Those Pesky Belters

In pre-space speculative fiction the image of the belt miner recapitulated the image of the prospectors of old. Grizzled belters in small ships, big enough to hold them, a small partnership, or perhaps a family, who would set out, hunt down a “motherlode” rock, hack the ore out of it with traditional miner’s tools loosely adapted to space, then net it up and sling it on its way to a smelter, cash-for-density.

This concept was, as you might expect, wrong in almost every respect.

To begin with the nature of the beast, ore veins are not to be found among the asteroids. Without a planet’s gravity to differentiate them, or hydrothermal processes to concentrate it into ore bodies, pay dirt tends to be evenly differentiated throughout the rock. And to call an asteroid a rock is itself generous, insofar as the majority of them1 are little more than heaps of rubble glued together with a dusting of regolith.

Thus, the smeltership.

In its modern form, the smeltership is instantly recognizable; they look as if a starship had collided head-on with one of the larger breeds of industrial plant2, and decided for whatever reason to keep on going, accompanied by their flock of parasites and the inescapable halo of dust3. From these ships, the collector drones, “spikers”, travel to nearby target asteroids and wrap them in finely woven titiridion nets, preventing the escape of fragments, then haul them back to the maw of the smeltership proper.

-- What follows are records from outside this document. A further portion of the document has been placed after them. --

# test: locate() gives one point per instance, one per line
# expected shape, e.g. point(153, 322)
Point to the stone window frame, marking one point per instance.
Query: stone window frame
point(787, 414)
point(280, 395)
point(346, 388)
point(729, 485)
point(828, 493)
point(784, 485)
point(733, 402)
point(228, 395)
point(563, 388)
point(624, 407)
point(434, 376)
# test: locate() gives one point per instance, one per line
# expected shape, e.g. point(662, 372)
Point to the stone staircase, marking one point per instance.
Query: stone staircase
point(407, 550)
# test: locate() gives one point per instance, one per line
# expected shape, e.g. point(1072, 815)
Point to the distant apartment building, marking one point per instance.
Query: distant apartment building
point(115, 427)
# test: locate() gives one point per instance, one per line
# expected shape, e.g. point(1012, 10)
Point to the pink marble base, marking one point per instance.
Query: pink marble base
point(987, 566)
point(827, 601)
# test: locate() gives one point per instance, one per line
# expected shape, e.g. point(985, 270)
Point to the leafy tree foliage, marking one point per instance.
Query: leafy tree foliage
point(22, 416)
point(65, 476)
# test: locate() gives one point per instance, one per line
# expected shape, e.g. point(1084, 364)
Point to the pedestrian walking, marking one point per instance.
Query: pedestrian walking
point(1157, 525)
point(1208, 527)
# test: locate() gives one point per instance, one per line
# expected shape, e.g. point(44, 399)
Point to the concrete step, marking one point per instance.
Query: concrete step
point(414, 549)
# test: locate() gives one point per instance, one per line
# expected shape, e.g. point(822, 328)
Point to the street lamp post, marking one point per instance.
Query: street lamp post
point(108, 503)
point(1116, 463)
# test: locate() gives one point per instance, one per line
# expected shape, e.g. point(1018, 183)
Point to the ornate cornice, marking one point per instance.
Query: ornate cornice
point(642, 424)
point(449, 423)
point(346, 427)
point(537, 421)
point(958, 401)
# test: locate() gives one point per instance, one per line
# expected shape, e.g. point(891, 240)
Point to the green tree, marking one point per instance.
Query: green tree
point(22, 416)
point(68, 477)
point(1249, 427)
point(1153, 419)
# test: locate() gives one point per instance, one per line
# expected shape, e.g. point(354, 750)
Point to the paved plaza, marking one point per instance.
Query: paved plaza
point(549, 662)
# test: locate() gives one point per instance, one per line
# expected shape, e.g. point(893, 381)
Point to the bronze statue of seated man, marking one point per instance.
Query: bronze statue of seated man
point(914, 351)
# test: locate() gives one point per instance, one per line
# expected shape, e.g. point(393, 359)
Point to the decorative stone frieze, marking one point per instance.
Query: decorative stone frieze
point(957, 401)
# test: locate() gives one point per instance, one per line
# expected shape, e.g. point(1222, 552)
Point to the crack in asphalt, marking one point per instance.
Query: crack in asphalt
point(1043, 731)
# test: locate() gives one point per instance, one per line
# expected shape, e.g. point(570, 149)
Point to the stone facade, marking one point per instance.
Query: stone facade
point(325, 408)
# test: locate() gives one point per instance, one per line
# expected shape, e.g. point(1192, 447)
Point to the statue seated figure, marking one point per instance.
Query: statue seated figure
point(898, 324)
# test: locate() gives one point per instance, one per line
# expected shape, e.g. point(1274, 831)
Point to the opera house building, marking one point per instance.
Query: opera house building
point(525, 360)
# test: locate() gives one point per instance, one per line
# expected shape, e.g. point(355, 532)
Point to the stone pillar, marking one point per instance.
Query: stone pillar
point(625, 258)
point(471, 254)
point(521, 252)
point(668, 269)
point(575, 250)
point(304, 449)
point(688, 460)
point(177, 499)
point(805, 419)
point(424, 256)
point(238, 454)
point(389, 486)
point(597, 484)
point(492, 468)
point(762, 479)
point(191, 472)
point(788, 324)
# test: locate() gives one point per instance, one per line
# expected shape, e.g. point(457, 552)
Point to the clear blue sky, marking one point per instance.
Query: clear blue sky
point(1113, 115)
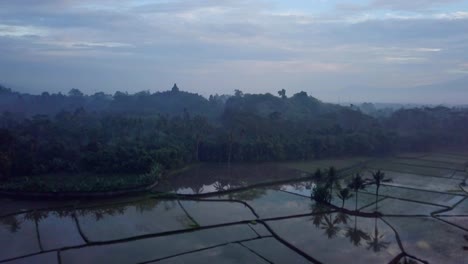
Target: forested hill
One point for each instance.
(173, 102)
(125, 133)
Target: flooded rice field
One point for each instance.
(258, 213)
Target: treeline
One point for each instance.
(134, 133)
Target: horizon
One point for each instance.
(338, 51)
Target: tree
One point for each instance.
(356, 184)
(75, 93)
(378, 177)
(344, 195)
(318, 174)
(175, 89)
(375, 241)
(332, 178)
(238, 93)
(321, 194)
(282, 94)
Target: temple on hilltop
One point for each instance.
(175, 88)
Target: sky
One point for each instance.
(337, 51)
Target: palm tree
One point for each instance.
(332, 178)
(344, 195)
(379, 177)
(356, 184)
(330, 227)
(375, 243)
(318, 174)
(355, 235)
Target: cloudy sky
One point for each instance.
(352, 50)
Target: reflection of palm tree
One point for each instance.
(344, 195)
(375, 242)
(379, 177)
(406, 260)
(318, 211)
(356, 184)
(330, 227)
(11, 222)
(218, 186)
(341, 218)
(355, 235)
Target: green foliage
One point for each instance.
(321, 193)
(129, 133)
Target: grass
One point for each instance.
(77, 182)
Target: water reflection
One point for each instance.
(14, 222)
(337, 223)
(211, 178)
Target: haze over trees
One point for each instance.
(132, 133)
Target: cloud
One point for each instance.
(409, 5)
(234, 42)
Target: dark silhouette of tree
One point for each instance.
(375, 241)
(175, 89)
(378, 177)
(332, 179)
(318, 174)
(356, 184)
(282, 93)
(344, 194)
(75, 93)
(355, 234)
(321, 194)
(330, 226)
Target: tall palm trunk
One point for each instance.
(356, 201)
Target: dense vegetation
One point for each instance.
(139, 133)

Behind the maw, the smeltership incorporates a maze of ore processing and smelting equipment. While in theory plasma-fountain distillation can reduce anything to its component elements, it is an inefficient process reserved only for otherwise intractable residues of ore processing. More conventional processing chains, therefore, handle the commonplace elements once the asteroids have been powdered by the initial grinding step at the back of the maw.

Meanwhile, flocks of lighters, typically drone freighters and tankers – for the volatiles driven off – attend the stern of the smeltership, collecting the ejected ingots of metal and blocks of other elements, bundling them together, and hauling them to market.

The “almost”? While the largest operators, such as Atalant Materials’ space subsidiary, Celestial Mining, operate entire fleets of fully automated smelterships, many smaller or more specialized mining interests instead contract smelterships owned and operated by independent belt miners – often, indeed, small partnerships or family outfits whose homestead-hab is permanently docked to their ship. So while incorrect in method and scale, the writers of yore did, to their credit, predict the demographics of belt mining correctly…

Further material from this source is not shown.